Autobody crisis may cause SGI rate hike

The CBC’s iTeam has learned that SGI rates could be going up in the next few years after Saskatchewan’s autobody shops have signed a three year deal that will see them get a 33 per cent raise.

Rates could be going up because of a deal with autobody workers

The CBC’s iTeam has learned that SGI rates could be going up in the next few years after Saskatchewan’s autobody shops have signed a three year deal that will see them get a 33 per cent raise.

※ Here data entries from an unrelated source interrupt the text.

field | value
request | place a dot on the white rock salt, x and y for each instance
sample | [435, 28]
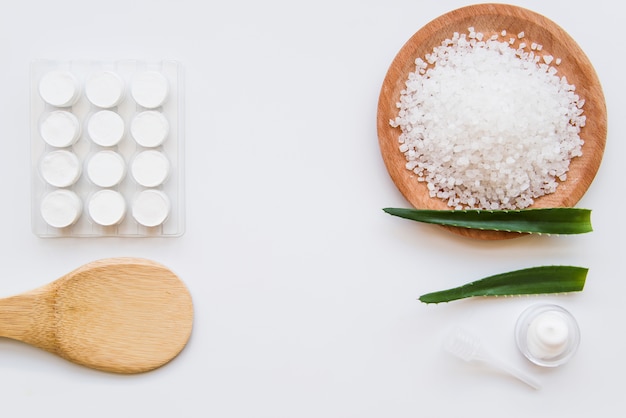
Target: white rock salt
[487, 126]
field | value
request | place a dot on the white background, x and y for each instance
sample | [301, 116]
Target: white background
[305, 292]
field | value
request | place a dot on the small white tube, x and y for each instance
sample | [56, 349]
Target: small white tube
[60, 129]
[104, 89]
[60, 168]
[107, 207]
[59, 88]
[149, 129]
[150, 168]
[106, 168]
[61, 208]
[150, 89]
[105, 128]
[151, 208]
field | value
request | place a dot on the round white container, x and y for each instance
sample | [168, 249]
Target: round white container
[61, 208]
[149, 129]
[107, 207]
[150, 89]
[106, 168]
[104, 89]
[105, 128]
[60, 129]
[60, 168]
[548, 335]
[59, 88]
[150, 168]
[151, 208]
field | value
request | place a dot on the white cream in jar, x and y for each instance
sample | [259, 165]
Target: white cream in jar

There are several things causing trouble in the autobody industry including competition to retain workers along with a massive amount of technological change.
“It's very bad,” said Terry Beattie from a shop in Moose Jaw. “Actually I could use another journeyman employee right now, but if you go onto any of the job search sites you'll see that every autobody shop in Moose Jaw has had an ad for an employee for a long time on there. So I'm not alone. Everybody's looking for an autobody technician.”
There are also some significant technological advances when it comes to autobody work, which pushes them to purchase special tools that could costs in the tens of thousands of dollars.
Some shops are simply not getting enough business to be able to afford all the equipment, adding to the financial pressure.

Autobody crisis in province   

A recent study paid for by the auto industry and SGI found the reason shops are in trouble is the rate of pay from SGI.
Some shops claim they are being driven to the brink of closure, because they say SGI isn’t giving them enough money.
The study results showed that small shops in rural Saskatchewan that bill less than $1 million a year were close to closing down because they weren’t bringing in enough income.

Results also showed that shops that bill less than $2 million were in danger of not being able to keep up with technological advances.
Bill Ziebart, with the Saskatchewan Association of Autobody Repairmen, said his members have been pushing hard for a wage increase.
“People have to understand that with the new technologies and the training if you want your vehicle to be repaired to pre-accident condition to OEM standards and to be safe you need this,” said Ziebart.
“It is essential. And do we leave the rates low and take shortcuts and don't repair in proper manner and have unsafe vehicles on the road. That's not the answer, things cost money nowadays,” he said.

SGI agrees to pay more ​

Shops get about 85 per cent to 90 per cent of their business from SGI, with the crown company paying them $69 per hour. The rate falls in at about average when compared to other provinces.

Workers were pushing for a $20 an hour raise, but ended up moving from $69 per hour to $93 per hour over three years.
Though Ziebart said even this new increase isn’t enough to pay for his industry to compete against other trades.
“If you look at electricians, plumbers, carpenters all these people their rates are up in the $125 to $135,” he said. “A low rate in the province for any of those other four year rates might be 105 dollars.”
Paul McIntyre, Assistant Vice President, Urban Claims and Salvage at SGI, acknowledges it's a big increase, but he says it's necessary in order for us to continue to have an industry here.
“We project an increase of claims over the next four to five years of 30 per cent,” said McIntyre. “There's gotta be a financially viable repair industry to repair those vehicles for Saskatchewan customers.”
SGI has determined that when the $93 rate is fully implemented it would cost consumers an extra four per cent on our insurance rates.

The crown corporation points out that may not necessarily mean a four per cent increase on people’s bills, because it may find ways to offset the hike.